In theory LBBR system can load UEFI instead of kernel and be SBBR compliant.

Required components

Each recipe has own list of required components:

Component	SBBR	ESBBR	EBBR	LBBR
PSCI/SMCCC	yes	yes	yes	yes
Secondary Core Boot	yes	yes	no	no
UEFI	yes	yes	yes	no
ACPI	yes	yes	optional (*)	yes
DeviceTree	forbidden	forbidden	optional (*)	no
SMBIOS	yes	yes	no	yes

*) EBBR system must provide ACPI or DeviceTree — both at same time are not allowed.

SBBR changes

SBBR 6.0 specification required SBSA hardware:

This document defines the Boot and Runtime Services expected by an enterprise platform Operating System or hypervisor, for an SBSA-compliant Arm AArch64 server which follows the UEFI and ACPI specifications.

In BBR 1.0 spec this requirement got wiped out:

Systems using SBBR recipe must meet the requirements that are specified in section 5 (PSCI/SMCCC), section 6 (Secondary Core Boot), section 7 (UEFI), section 8 (ACPI), and section 9 (SMBIOS).

SBBR-compliant systems must not present a DeviceTree binary to the operating system.

Now any device can be made ‘SBBR compliant’. SBSA requirement got moved to SystemReady specification but this is material for other post.

Secure and Trusted Boot

SBBR v1.2 spec (DEN0044E document) had “Secure and Trusted Boot” subsection in UEFI section. It was removed from BBR 1.0 version.
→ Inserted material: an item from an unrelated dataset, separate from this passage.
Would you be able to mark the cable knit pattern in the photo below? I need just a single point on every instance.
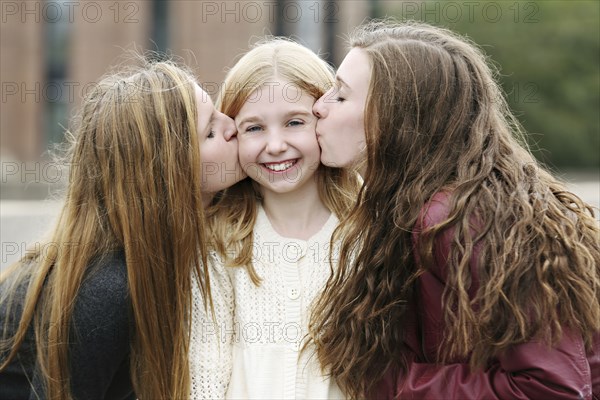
(262, 329)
The reason is simple — it has own specification now: “Base Boot Security Requirements (BBSR)” (DEN0107 document) with more details in it. There will be separate test suite and certificate program for it.

Conclusion

BSA/BBR feel a bit like cleaning process. Non-server hardware was not defined before so now BSA kind of does that. Several extensions from v8.5 are required to cover all those mitigation issues. Too bad that CBSA was not released at same time as BSA…

Embedded devices did not got updated specification yet. EBBR 1.0.1 is from August 2020 and does not even mention BBR. I would see it as part of BBR specification but was told that it is handled by other team so have to stay separate.

Servers are like they were before — SBSA + SBBR cover like before. Unless you want Secure Boot as this is no longer defined. And for some server-like machines there is ESBBR allowing to make some exceptions (once they got defined).

Several datacenter servers got own part with LBBR. Normal users would not even play with them so nothing to worry for them.